ASUSTeK Computer INC. M2A-VM HDMI 1.XX Bus Clock: 200 megahertz


Hitachi 160 GB


ST320410A 20.40 GB


ST3500418AS 500.11 GB
<--- This drive

--------------------------------------------


Finally, would some sort of log be useful?

Thanks for your help.
 
run the diagnostic. Usually the manufacturer tools are the best way to go as they will tell you whether or not the drive is good or bad in fairly plain terms.

Thanks. I gave that a run earlier. Unfortunately (and fortunately) there was nothing erroneous found. This perhaps points to a different problem.

This is the part where speculation from my symptoms is rethought, but more importantly, interest is lost.

Main symptom: it's as if my computers resources are being hogged elsewhere.
 
Not saying that SP3 will solve your 'problem' but bear it in mind when you reformat.

Is this the main drive, if not, why not, what happens if this drive is isolated ... try a different SATA cable and or change socket ...

I notice you have 3 HDs, one a 20.4GB (5400rpm) drive? is this sharing the IDE cable with anything?
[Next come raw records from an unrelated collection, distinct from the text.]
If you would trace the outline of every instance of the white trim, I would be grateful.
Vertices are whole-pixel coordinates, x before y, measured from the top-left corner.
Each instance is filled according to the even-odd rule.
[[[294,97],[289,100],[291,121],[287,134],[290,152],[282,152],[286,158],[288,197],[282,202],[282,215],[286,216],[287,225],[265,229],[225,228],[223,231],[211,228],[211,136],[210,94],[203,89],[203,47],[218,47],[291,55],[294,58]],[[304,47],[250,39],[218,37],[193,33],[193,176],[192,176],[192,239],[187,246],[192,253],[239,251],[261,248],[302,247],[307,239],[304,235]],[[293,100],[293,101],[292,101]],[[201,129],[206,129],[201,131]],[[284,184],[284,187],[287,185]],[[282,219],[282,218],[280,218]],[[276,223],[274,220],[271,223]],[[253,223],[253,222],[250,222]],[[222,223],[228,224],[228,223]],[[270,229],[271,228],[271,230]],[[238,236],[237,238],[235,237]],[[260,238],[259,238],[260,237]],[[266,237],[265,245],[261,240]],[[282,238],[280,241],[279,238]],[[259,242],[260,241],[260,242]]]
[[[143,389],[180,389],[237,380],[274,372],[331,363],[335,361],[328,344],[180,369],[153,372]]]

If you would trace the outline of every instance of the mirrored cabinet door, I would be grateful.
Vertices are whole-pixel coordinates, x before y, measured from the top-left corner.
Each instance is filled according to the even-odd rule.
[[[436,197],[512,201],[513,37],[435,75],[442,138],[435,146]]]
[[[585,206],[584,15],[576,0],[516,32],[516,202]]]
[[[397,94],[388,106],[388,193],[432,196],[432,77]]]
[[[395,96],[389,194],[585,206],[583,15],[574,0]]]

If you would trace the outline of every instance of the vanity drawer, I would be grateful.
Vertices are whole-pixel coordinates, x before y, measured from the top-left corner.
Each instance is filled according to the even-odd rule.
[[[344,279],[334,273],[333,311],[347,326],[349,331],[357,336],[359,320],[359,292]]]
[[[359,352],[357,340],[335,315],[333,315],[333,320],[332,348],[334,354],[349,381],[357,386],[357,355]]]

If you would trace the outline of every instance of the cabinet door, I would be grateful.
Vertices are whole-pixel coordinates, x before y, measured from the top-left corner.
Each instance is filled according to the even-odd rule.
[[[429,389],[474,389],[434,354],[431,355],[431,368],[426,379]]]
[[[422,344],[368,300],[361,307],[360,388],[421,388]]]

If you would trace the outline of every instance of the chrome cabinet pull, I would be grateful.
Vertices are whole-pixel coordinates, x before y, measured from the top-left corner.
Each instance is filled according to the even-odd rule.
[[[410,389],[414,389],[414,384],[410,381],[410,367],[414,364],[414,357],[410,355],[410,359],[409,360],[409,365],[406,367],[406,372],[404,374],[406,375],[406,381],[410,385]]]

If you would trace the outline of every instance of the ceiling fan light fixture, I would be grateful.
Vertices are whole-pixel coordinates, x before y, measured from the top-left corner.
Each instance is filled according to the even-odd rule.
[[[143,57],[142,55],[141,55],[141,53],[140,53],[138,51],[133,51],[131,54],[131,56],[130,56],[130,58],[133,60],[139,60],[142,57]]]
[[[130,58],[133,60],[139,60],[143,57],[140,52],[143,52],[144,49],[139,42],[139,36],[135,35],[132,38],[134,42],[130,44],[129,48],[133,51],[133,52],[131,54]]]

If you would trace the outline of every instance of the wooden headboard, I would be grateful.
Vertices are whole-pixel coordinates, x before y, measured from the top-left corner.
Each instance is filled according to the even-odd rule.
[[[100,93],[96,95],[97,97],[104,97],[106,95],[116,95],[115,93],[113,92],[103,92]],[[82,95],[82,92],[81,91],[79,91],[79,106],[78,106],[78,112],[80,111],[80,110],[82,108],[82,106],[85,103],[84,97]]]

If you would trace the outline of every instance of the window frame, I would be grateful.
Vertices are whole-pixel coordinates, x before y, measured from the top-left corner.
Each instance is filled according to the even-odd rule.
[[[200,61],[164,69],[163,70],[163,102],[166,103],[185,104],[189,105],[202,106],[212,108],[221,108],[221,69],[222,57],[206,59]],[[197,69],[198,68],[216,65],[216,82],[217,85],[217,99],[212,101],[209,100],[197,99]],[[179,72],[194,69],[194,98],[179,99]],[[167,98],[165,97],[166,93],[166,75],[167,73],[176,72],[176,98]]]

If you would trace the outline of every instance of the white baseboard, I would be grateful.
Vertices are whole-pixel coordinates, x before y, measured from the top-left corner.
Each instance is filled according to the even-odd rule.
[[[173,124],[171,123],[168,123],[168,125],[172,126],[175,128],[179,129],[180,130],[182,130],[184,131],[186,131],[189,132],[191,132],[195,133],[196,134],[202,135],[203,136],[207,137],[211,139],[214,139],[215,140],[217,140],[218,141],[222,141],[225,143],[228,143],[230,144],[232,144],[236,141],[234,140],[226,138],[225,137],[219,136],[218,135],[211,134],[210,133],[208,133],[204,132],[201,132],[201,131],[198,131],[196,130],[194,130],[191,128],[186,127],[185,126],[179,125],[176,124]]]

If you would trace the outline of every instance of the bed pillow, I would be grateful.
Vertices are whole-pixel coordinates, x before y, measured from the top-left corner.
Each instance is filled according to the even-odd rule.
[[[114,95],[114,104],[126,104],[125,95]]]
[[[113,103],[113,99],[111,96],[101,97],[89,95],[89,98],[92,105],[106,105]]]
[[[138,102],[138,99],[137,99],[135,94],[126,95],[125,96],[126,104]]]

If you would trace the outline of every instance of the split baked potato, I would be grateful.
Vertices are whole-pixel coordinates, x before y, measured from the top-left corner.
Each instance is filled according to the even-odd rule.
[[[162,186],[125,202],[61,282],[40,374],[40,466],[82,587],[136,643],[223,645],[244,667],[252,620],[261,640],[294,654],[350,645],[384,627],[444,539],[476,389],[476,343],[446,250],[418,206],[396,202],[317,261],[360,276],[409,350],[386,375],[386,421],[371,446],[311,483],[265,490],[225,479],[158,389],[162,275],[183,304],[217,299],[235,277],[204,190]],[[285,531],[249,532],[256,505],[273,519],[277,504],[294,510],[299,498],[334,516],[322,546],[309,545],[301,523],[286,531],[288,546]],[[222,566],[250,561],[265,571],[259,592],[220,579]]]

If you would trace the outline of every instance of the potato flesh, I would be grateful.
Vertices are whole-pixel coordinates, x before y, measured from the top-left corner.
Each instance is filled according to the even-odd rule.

What happens if it is isolated? It would make a good doorstop. :)

Linux? yes, has some uses, usually useless to the layman home user as a diagnostic tool, IMO. :rolleyes:


:user:
 
Linux? yes, has some uses, usually useless to the layman home user as a diagnostic tool, IMO. :rolleyes:


:user:

Running a live GNU/Linux distro for ten or fifteen minutes would in the case outlined tell you if the os or hardware was at fault.
I could be wrong but I do not think I am :cool:
 
... try a different SATA cable and or change socket ...

Took on Muck's advice and isolated each drive, which confirmed the problem was that particular drive. Anyway, after some nervous poking around in there, I simply plugged the SATA cable connected to the iffy drive, into a different socket, and like magic, my system is back to normal. There you have it.

Thanks again for all of your help and suggestions.